Statements on study approvals
We confirm that all methods used in this study were carried out in accordance with relevant guidelines and regulations.
Results
Overall study design
We employed a two-phase strategy29,30 to identify novel biomarkers for ATB (Fig. 1). In the discovery phase, we profiled serum samples from 52 ATB patients, 37 individuals with LTBI and 27 healthy volunteers on a protein microarray containing 257 M. tuberculosis secreted proteins. After identifying differential antigens, i.e. proteins present at different levels in samples from ATB patients and those from individuals with LTBI or healthy individuals, promising candidate biomarkers were selected based on their sensitivity and specificity in the differential diagnosis of ATB. A panel of four biomarkers that gave optimal sensitivity and specificity was then selected using SAM (significance analysis of microarrays). In the subsequent validation phase of the study, an additional 324 serum samples were evaluated in a separate ELISA experiment along with the 116 samples used in the discovery phase (205 ATB, 123 LTBI, 112 HC; Table 1; Fig. 1).
Table 1.
Active tuberculosis | Latent tuberculosis | Healthy donors | |
---|---|---|---|
Discovery phase | |||
Number | 52 | 37 | 27 |
Average age (range) | 40.3 (15–76) | 36.1 (17–84) | 39 (18–91) |
Gender (M/F) | 34/19 | 21/16 | 11/16 |
Smear-positive (%) | 28 (53.8%) | – | – |
Culture-positive (%) | 37 (71.1%) | – | – |
IGRA positive | – | 37 | 0 |
Validation phase | |||
Number | 205 | 123 | 112 |
Average age (range) | 41.9 (15–90) | 39.5 (17–84) | 33.5 (18–91) |
Gender (M/F) | 111/94 | 70/53 | 42/70 |
Smear-positive (%) | 102 (49.7%) | – | – |
Culture-positive (%) | 150 (73.2%) | – | – |
IGRA positive | – | 123 | 0 |
MTB secreted protein microarrays
In our search for serum biomarkers associated with active TB, we focused on secreted proteins, reasoning that they mediate important functions through their interactions with host cells such as macrophages and are thus likely important in virulence and pathogenesis31,32. We thus used a protein microarray containing 257 secreted proteins from the M. tuberculosis reference strain H37Rv32,33 to profile serum samples from people with differing TB status. We first tested the quality and stability of the microarrays by profiling one sample from the ATB, LTBI, and HC groups (selected randomly) on secreted protein microarrays. Microarray quality was validated by comparing the signal intensity of the two replicate points for each protein on each array (Supplementary Fig. S1). The average Pearson correlation coefficient (R2) between replicate proteins was 0.99 (Supplementary Fig. S1, top right), indicating that the secreted protein microarrays were homogeneous and reproducible.

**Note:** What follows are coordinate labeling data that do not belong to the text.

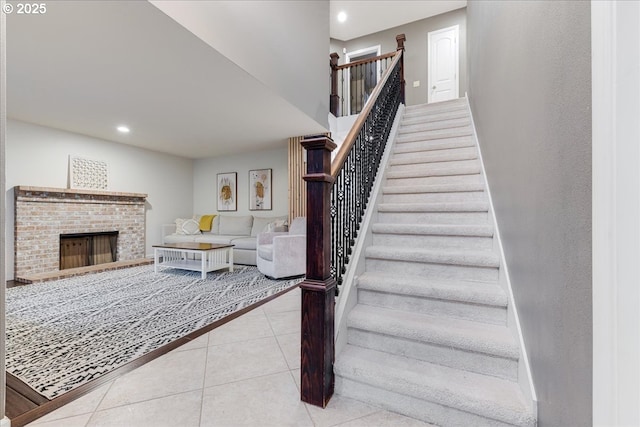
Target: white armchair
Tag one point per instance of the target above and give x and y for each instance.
(282, 254)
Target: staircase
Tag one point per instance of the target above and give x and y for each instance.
(428, 337)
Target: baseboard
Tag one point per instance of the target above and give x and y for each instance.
(525, 379)
(348, 295)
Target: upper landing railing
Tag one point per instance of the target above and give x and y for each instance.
(337, 196)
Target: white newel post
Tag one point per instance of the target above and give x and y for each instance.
(4, 422)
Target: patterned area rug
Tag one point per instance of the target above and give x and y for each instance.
(64, 333)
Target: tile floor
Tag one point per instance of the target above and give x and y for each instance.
(245, 373)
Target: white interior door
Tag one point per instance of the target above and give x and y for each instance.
(443, 64)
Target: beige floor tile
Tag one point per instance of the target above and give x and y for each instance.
(76, 421)
(84, 405)
(238, 361)
(290, 345)
(243, 328)
(178, 410)
(265, 401)
(295, 373)
(286, 322)
(385, 419)
(200, 342)
(287, 302)
(339, 410)
(173, 373)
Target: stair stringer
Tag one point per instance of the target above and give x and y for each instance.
(525, 379)
(348, 297)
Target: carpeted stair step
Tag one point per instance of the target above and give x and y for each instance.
(429, 392)
(422, 126)
(446, 236)
(437, 107)
(435, 264)
(471, 346)
(479, 301)
(450, 155)
(436, 168)
(424, 135)
(435, 213)
(409, 148)
(413, 118)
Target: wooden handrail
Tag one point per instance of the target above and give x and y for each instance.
(365, 61)
(349, 140)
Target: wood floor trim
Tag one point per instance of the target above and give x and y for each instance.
(48, 406)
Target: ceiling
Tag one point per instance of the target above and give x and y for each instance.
(366, 17)
(87, 67)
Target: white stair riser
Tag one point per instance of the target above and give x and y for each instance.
(455, 167)
(412, 118)
(411, 148)
(460, 310)
(419, 126)
(431, 241)
(433, 271)
(438, 156)
(458, 196)
(420, 409)
(433, 217)
(406, 135)
(429, 352)
(434, 180)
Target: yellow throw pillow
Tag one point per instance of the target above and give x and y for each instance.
(205, 222)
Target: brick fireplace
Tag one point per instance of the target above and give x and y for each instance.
(43, 214)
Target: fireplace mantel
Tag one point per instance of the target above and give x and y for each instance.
(42, 214)
(48, 192)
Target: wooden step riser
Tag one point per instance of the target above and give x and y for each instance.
(436, 307)
(446, 356)
(462, 196)
(431, 241)
(433, 217)
(433, 271)
(420, 409)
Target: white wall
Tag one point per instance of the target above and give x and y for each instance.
(39, 156)
(204, 181)
(281, 43)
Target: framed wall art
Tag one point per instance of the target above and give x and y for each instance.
(227, 191)
(88, 174)
(260, 190)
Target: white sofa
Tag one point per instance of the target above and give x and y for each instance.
(283, 255)
(240, 231)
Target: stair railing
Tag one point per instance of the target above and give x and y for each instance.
(337, 195)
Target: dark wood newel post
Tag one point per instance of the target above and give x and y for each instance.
(400, 39)
(318, 288)
(334, 99)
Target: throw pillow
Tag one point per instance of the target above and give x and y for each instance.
(179, 223)
(205, 222)
(191, 226)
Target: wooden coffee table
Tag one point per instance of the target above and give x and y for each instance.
(212, 257)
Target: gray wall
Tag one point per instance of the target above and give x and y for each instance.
(205, 180)
(415, 59)
(39, 156)
(530, 93)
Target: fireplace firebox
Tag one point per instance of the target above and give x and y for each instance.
(84, 249)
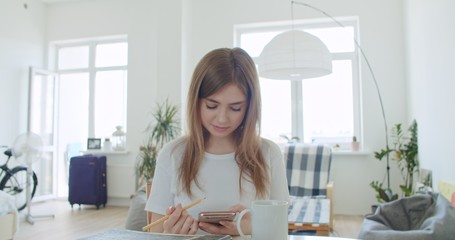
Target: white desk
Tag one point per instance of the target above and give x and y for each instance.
(123, 234)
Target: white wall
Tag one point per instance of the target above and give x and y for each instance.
(21, 46)
(430, 57)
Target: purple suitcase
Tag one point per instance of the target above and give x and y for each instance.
(87, 180)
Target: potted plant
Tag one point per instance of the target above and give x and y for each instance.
(405, 153)
(163, 128)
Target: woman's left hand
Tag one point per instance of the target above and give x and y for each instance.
(227, 227)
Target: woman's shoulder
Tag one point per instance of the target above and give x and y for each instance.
(177, 144)
(268, 145)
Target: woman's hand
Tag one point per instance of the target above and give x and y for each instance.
(228, 227)
(179, 221)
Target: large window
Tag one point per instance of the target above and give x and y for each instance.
(92, 89)
(324, 109)
(93, 79)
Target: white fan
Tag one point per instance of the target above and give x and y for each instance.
(27, 149)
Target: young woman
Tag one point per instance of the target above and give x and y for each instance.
(222, 158)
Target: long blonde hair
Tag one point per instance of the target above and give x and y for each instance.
(216, 70)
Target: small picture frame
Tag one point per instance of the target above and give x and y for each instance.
(93, 143)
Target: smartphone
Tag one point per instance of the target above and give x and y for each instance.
(215, 217)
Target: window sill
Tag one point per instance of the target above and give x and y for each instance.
(104, 152)
(350, 153)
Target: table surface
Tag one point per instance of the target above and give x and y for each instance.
(124, 234)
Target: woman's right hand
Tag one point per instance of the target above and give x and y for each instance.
(179, 221)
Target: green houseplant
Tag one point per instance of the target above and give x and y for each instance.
(405, 153)
(163, 128)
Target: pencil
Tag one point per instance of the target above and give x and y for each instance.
(165, 217)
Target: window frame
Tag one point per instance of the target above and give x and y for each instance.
(91, 70)
(296, 86)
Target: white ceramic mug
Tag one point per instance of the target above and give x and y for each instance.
(269, 220)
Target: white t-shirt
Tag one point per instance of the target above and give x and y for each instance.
(218, 178)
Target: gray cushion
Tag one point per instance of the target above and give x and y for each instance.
(419, 217)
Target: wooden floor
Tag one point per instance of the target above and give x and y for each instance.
(69, 223)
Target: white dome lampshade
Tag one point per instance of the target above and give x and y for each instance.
(294, 55)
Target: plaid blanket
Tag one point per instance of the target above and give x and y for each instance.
(309, 210)
(307, 168)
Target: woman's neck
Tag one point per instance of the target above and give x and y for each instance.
(220, 145)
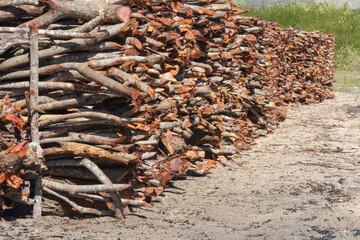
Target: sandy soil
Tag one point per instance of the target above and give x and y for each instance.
(302, 182)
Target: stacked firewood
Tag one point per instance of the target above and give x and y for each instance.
(135, 93)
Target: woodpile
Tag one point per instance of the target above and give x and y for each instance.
(104, 103)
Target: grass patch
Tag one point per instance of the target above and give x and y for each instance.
(342, 21)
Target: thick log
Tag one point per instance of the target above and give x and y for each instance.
(99, 155)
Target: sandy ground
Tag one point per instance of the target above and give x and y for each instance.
(302, 182)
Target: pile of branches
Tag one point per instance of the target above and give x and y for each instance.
(126, 95)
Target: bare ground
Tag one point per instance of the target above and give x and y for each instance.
(302, 182)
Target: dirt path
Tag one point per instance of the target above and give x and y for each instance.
(302, 182)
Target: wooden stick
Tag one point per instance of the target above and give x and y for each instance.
(84, 188)
(119, 212)
(77, 207)
(34, 115)
(58, 33)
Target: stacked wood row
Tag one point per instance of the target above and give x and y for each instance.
(135, 93)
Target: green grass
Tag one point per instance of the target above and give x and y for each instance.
(342, 21)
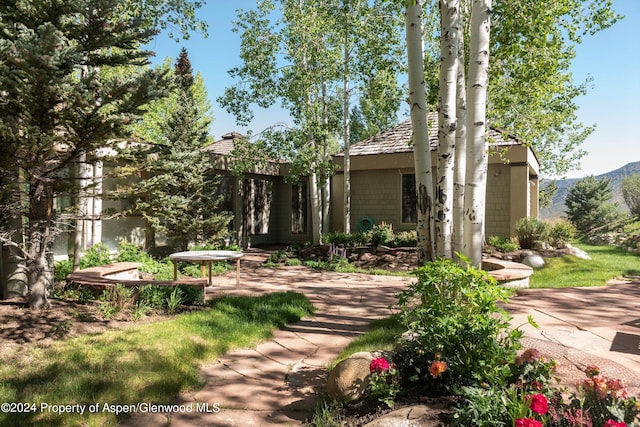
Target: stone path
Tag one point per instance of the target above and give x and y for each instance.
(279, 382)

Differential antibodies identified using the secreted protein microarray
In the discovery phase, 52 ATB, 37 LTBI, and 27 HC serum samples were profiled on MTB secreted protein microarrays, antibodies against MTB secreted proteins on the microarray being identified by developing the arrays with Cy3-labeled anti-human IgG antibodies. Signal intensities were normalized against the median value of the microarray, and comparisons were made between the groups to identify differential antibodies, thresholds being set at p ≤ 0.05 and fold change > 1.2. Using these criteria, 37, 53, and 1 differential proteins were identified in the ATB-vs-HC, ATB-vs-LTBI, and LTBI-vs-HC comparisons respectively (Fig. 2a–c).
Cluster analysis of the differential proteins showed that the ATB group was well separated from the HC and LTBI groups (Supplementary Fig. S2). The lists of differential proteins identified in the ATB-vs-HC and ATB-vs-LTBI comparisons had 23 proteins in common. These 23 proteins are likely a source of biomarkers that can discriminate the ATB group from the HC and LTBI groups (Fig. 2d,e).
Gene Ontology and protein–protein interaction network analysis
Data enrichment analysis was performed using clusterProfiler (R package) and GO annotation, and differential antigens were considered to be significantly enriched in a particular GO term when p < 0.05. Differential proteins from the ATB-vs-HC comparison were enriched in the ‘molecular function’, ‘ferroxidase activity’, ‘ferric iron binding’, and ‘oxidoreductase activity’ terms, while those from the ATB-vs-LTBI comparison were enriched in the ‘protein binding’ term (Fig. 3a green bar chart).
Biological process enrichment analysis of differential proteins identified in the ATB-vs-LTBI comparison indicated that processes related to interspecific interactions showed significant enrichment (Fig. 3a). In the ATB-vs-HC comparison, differential proteins were significantly enriched in biological processes related to the chelation and transport of metal ions (p < 0.05), the three most enriched biological processes being pathogenesis, iron ion transport, and iron assimilation (Fig. 3a).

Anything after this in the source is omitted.